Par Docteur Mohamed Ghannem*
Pour résoudre la crise qui secoue la Tunisie, il faut procéder à un classement par ordre de priorité. Tout le monde s’accorde à dire que la priorité est avant tout socio-économique. Or la solution qu’on veut lui donner est toujours d’ordre politique.
Une solution politique est actuellement impossible, En effet le Président Kais donne la priorité absolue à l’instauration de « son régime politique », et qualifie sans cesse, ses opposants de corrompus et de traitres. Quant à l’opposition, elle est fortement divisée et qualifie le Président d’« illégitime ». En attendant la population souffre, et le pays est au bord de la faillite.
Alors devant ce constat, quelle serait la solution ?
Au préalable, il faut rappeler les étapes successives de la crise qui traverse la Tunisie :
- Le 13 octobre 2019, Kais Saied est élu Président de la République de façon démocratique. Cette élection intervient sous l’auspice de la constitution de 2014, qui lui octroie le pouvoir dans les domaines de la défense et des Affaires Étrangères.

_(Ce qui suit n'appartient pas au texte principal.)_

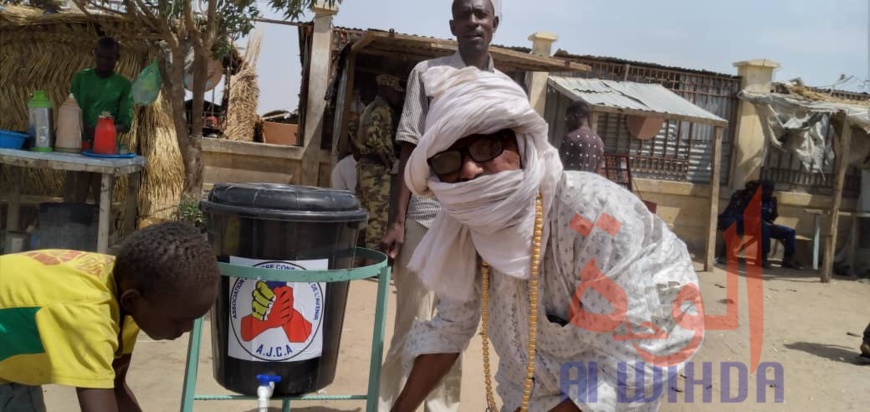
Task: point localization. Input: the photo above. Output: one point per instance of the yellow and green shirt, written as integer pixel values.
(60, 319)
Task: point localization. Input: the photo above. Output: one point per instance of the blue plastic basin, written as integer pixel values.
(11, 140)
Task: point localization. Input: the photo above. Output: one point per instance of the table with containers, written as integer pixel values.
(44, 146)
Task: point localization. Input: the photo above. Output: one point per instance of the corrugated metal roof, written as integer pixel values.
(638, 97)
(588, 59)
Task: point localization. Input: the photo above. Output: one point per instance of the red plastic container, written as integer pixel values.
(105, 138)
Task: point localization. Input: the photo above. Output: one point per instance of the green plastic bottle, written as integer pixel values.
(41, 122)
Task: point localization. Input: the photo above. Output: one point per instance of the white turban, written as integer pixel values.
(492, 215)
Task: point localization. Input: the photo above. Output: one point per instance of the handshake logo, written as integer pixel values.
(272, 307)
(275, 321)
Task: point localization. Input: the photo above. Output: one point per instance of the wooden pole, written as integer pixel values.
(714, 199)
(839, 179)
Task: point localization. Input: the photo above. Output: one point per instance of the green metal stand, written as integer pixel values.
(381, 270)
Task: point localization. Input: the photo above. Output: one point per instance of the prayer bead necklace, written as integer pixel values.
(533, 314)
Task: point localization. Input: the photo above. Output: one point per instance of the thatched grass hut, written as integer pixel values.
(43, 52)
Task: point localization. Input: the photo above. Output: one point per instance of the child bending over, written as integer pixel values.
(71, 318)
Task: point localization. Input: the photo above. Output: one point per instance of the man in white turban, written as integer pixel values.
(473, 22)
(566, 268)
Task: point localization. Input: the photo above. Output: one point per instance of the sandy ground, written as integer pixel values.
(811, 329)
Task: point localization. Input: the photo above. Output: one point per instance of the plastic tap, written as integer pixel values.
(264, 392)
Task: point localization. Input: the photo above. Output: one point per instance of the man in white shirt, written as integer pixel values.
(474, 22)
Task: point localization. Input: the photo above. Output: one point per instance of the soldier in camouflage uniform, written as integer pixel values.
(377, 156)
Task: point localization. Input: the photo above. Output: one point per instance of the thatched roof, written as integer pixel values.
(43, 52)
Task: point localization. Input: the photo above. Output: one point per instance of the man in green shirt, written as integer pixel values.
(96, 91)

– Le 25 juillet 2021, le Président Kais Saied suspend le parlement (ARP -Assemblée des représentants du peuple), et dissout le gouvernement, en application de l’article 80 de cette même constitution. Cette décision a été diversement appréciée. Certains l’ont qualifiée d’illégale, d’autres de coup d’état « constitutionnel ou non ». Mais beaucoup l’ont applaudie et approuvée. – Le 22 septembre 2021, le Président Kais Saied adopte et publie au journal officiel de la République Tunisienne le décret numéro 117 qui lui attribue tous les pouvoirs (l’exécutif, le législatif et même le judicaire) au motif de sauver le pays. Un an et demi plus tard, la situation sociale, économique, et politique devient catastrophique.
Constat
Cet échec cuisant devrait entrainer l’annulation de ce décret 117, pour laisser place à un gouvernement indépendant qui aura pour seul objectif de sortir le pays de la crise économique. Ce gouvernement devrait être mis en place en concertation avec les compétences économiques et en accord avec l’UGTT et de l’UTICA…Il doit s’atteler à créer des projets économiques à même d’attirer les investisseurs. Mais le Président Kais Saied, reste « droit dans ses bottes », indifférent aux contestations. Il croit toujours tenir sa légitimité du peuple. Il continue, contre vent et marée, à œuvrer à la mise en place de son projet politique.- Le 13 décembre 2021, le Président propose au débat politique son nouveau régime politique. Pour ce faire, il organise :- Une consultation (istichara), à laquelle ne participe que 5% de la population tunisienne, sur un corps électoral de 9%. – – Un referendum (istiftaa), auquel ne participe que 23 %, du corps électoral. – Un premier tour d’une élection législative, organisé le 17 décembre 2022, auquel ne participe que 11.2 % du corps électoral.
Abstentions
Ces faibles taux de participation malgré l’investissement personnel du Président prouvent, si besoin est, que les Tunisiens ne veulent pas de ce nouveau régime politique, qui leur est proposé. Ces abstentions successives ne peuvent, en toute logique, que faire perdre au Président sa popularité, voir sa légitimité.
Confusion
Rappelant que le Président, après avoir jeté aux orties la constitution de 2014, il a adopté seul une nouvelle constitution, et une nouvelle loi électorale. Il a instauré une nouvelle ISIE (Instance Supérieure Indépendante pour les Élections), qui s’est accaparé les prérogatives de la HAICA, (Haute Autorité de la Communication Audiovisuelle). De surplus, Il a appelé à la Télévision nationale les Tunisiens à aller voter en masse. Malgré toutes ces démarches les Tunisiens ont déserté les urnes.
Solution
En conclusion, à mon humble avis, il faut rapidement :
– Annuler le décret 117, qui a aggravé, en un an et demi, la situation, politique, économique et sociale.- Renoncer au projet politique du Président, rejeté par les Tunisiens.
– Désigner un gouvernement indépendant, qui aura pour seul objectif sortir la Tunisie de sa crise économique,- Organiser des élections présidentielles et législatives anticipées. -Sans projets économiques il sera difficile de faire revenir les Tunisiens aux urnes.
*Docteur Mohamed Ghannem, cardiologue à Paris, et ancien député à l’ARP (assemblée des représentants du peuple) de 2014 à 2019.